Currency Pair of the Week: GBP/AUD
Joe Perry August 2, 2021 11:11 PM
With the possibility of a more dovish RBA and a more hawkish BOE, GBP/AUD may have more volatility than some other pairs this week!
Since the full reopening of the UK from Covid-19 restrictions on July 21st, the Great British Pound has been ripping higher. Thus far, the reopening has gone well with reports of declines in coronavirus cases in the UK, as opposed to many other countries around the world where the number of new daily cases are increasing. The direction of the coronavirus, in particular the Delta variant, will be one of the main topics discussed when the BOE meets on Thursday. Deputy Governor Ramsden and MPC member Saunders have said that they would like to begin reigning in the bond-buying program sooner than later as inflation reached 2.5% in June and is expected to temporarily rise to 3%. The UK’s current bond buying program will conclude at the end of the year. However, with the UK furlough program ending on September 30th, the Committee may not be in a hurry to taper further as they wait for more data once the program ends. Economic projections are also due at the meeting and it will be important to watch inflation and GDP forecasts.
After holding the coronavirus at bay for more than a year, Australia has been hit particularly hard by the Delta variant.
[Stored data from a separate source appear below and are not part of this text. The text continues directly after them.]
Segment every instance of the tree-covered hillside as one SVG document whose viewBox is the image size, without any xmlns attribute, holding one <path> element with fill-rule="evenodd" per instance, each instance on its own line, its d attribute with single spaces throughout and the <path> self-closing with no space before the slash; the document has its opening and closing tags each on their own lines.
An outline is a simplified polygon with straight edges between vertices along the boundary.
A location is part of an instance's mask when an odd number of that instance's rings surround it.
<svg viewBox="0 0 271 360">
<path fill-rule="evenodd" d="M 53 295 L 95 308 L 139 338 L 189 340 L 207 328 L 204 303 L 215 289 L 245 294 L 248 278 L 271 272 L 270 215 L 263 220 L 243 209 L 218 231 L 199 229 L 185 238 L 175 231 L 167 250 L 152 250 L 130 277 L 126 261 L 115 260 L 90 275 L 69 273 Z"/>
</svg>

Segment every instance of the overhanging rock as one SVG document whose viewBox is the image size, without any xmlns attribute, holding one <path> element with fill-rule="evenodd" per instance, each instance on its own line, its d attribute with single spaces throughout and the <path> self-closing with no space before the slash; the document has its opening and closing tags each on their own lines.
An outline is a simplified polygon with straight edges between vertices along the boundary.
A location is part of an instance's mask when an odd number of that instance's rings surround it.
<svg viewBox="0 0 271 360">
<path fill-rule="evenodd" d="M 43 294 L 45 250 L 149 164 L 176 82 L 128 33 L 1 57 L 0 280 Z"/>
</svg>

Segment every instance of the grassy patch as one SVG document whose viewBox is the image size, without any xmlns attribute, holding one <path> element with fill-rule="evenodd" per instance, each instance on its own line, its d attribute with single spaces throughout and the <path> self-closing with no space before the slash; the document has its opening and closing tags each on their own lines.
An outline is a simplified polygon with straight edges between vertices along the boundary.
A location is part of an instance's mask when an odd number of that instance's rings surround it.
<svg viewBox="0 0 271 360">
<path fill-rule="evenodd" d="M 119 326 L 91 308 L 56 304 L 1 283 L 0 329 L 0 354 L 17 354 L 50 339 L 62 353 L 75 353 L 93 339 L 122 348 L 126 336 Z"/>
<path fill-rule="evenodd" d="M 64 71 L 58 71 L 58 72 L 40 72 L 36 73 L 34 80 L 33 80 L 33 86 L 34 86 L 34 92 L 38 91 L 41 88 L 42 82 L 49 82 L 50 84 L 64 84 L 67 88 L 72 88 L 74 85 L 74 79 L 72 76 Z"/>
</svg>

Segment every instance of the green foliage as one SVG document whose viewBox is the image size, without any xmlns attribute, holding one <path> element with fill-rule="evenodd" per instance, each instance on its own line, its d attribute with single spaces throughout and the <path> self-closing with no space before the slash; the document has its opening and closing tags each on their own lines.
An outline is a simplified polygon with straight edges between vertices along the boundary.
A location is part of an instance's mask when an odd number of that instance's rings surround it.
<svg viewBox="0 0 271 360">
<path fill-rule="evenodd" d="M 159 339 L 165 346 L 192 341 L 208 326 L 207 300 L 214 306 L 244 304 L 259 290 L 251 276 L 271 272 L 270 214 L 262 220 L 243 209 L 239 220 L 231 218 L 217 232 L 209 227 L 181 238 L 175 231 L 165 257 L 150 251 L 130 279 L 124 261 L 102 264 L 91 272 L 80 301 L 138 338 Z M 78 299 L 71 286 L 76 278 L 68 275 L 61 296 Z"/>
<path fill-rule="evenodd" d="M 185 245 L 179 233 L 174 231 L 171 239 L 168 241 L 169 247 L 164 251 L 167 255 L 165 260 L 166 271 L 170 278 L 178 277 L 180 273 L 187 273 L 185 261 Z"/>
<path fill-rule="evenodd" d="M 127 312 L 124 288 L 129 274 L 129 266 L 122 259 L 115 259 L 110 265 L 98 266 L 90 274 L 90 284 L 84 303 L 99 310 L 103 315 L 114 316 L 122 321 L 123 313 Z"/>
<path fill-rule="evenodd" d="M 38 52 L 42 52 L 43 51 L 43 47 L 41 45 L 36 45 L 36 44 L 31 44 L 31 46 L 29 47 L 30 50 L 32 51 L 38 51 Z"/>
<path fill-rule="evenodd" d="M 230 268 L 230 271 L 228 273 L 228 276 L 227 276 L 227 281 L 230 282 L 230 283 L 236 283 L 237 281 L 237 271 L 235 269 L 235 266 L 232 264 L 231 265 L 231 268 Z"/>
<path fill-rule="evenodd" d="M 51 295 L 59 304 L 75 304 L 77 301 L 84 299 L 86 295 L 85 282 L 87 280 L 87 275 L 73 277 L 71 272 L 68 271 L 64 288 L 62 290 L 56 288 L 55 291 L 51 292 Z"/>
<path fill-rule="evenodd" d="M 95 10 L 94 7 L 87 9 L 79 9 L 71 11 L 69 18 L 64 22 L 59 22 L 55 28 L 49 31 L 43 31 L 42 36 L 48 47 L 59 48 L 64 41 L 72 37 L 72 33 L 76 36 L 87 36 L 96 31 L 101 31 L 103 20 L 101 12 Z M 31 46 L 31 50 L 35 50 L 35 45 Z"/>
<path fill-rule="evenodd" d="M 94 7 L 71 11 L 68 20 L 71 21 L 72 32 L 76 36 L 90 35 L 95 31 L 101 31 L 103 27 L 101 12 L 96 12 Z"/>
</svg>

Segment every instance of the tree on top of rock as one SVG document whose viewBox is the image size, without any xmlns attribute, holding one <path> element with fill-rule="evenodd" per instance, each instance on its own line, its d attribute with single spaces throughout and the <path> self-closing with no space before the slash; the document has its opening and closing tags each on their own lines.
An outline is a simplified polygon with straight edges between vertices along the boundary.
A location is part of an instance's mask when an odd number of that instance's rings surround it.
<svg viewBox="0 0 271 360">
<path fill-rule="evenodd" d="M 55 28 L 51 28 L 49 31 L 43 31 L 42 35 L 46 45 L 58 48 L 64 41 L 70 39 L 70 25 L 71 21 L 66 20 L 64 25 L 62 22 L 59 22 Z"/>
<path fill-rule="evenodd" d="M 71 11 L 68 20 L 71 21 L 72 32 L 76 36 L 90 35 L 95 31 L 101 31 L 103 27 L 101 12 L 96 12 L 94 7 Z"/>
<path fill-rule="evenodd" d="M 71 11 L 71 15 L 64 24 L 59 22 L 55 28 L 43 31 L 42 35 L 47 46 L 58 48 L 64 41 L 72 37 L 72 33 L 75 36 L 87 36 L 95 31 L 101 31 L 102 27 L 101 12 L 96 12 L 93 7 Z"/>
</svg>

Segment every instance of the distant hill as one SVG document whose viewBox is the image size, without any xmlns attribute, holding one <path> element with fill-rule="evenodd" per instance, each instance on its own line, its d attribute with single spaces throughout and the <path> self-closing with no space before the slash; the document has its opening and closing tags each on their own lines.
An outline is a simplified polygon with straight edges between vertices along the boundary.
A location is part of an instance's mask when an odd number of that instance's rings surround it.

Sydney has been in lockdown since June 26th, which has ben extended indefinitely. Soldiers are currently patrolling the streets to enforce the stay at home rule. In addition, Brisbane is currently in lockdown. The lockdown was set to expire on Tuesday; however, it has been extended until Sunday. This makes for a tough decision for the RBA, which meets on Tuesday. The RBA has been in tapering mode, decreasing asset purchases from A$5 billion per week to A$4 billion per week. However, with PMIs, Retail Sales, and Employment dropping during June and inflation rising during Q2, the RBA may have to changed direction and increase bond buying this month to support the economy. The rise in coronavirus cases is proving to be tougher to deal with than expected, the poor economic data as of late may cause the central bank to increase bond purchases.
On a weekly timeframe, GBP/AUD has been in a symmetrical triangle since March 2013. Most recently, in the Fall of 2020, the pair pulled back from the top trendline of the triangle to test the bottom trendline, near 1.7416 and held. Since then, GBP/AUD has bounced and broke through the 38.2% Fibonacci retracement level from the March 2020 highs to the January lows near 1.8738. The next resistance above on the weekly timeframe is the 50% retracement level of the same timeframe bear 1.9148.
Source: Tradingview, StoneX
On a daily timeframe, GBP/AUD had been trading in a range since June 1st, 2020 between 1.7416 and 1.8475. Within that range, the pair broke out of a symmetrical triangle near 1.8225 and continued higher, breaking out of the range on June 8th. The pair halted at horizontal resistance near 1.8990, which provides the first level of resistance. Above there is the previously mentioned 50% retracement level and then horizontal resistance near 1.9300. Notice that the daily RSI is in overbought territory and turning lower. This may allow for a pullback as the RSI moves into neutral territory. Horizontal support below is at top of the previous range near 1.8475 and the July 6th lows near 1.8255. Below there, support is at the top downward sloping trendline of the symmetrical triangle near 1.8100.
Source: Tradingview, StoneX
As with most currency pairs this week, there is potential for volatility in GBP/AUD due to the spread of the delta variant of the coronavirus. Throw in a possible more dovish RBA and a possible more hawkish BOE, and GBP/AUD may have more volatility than some other pairs!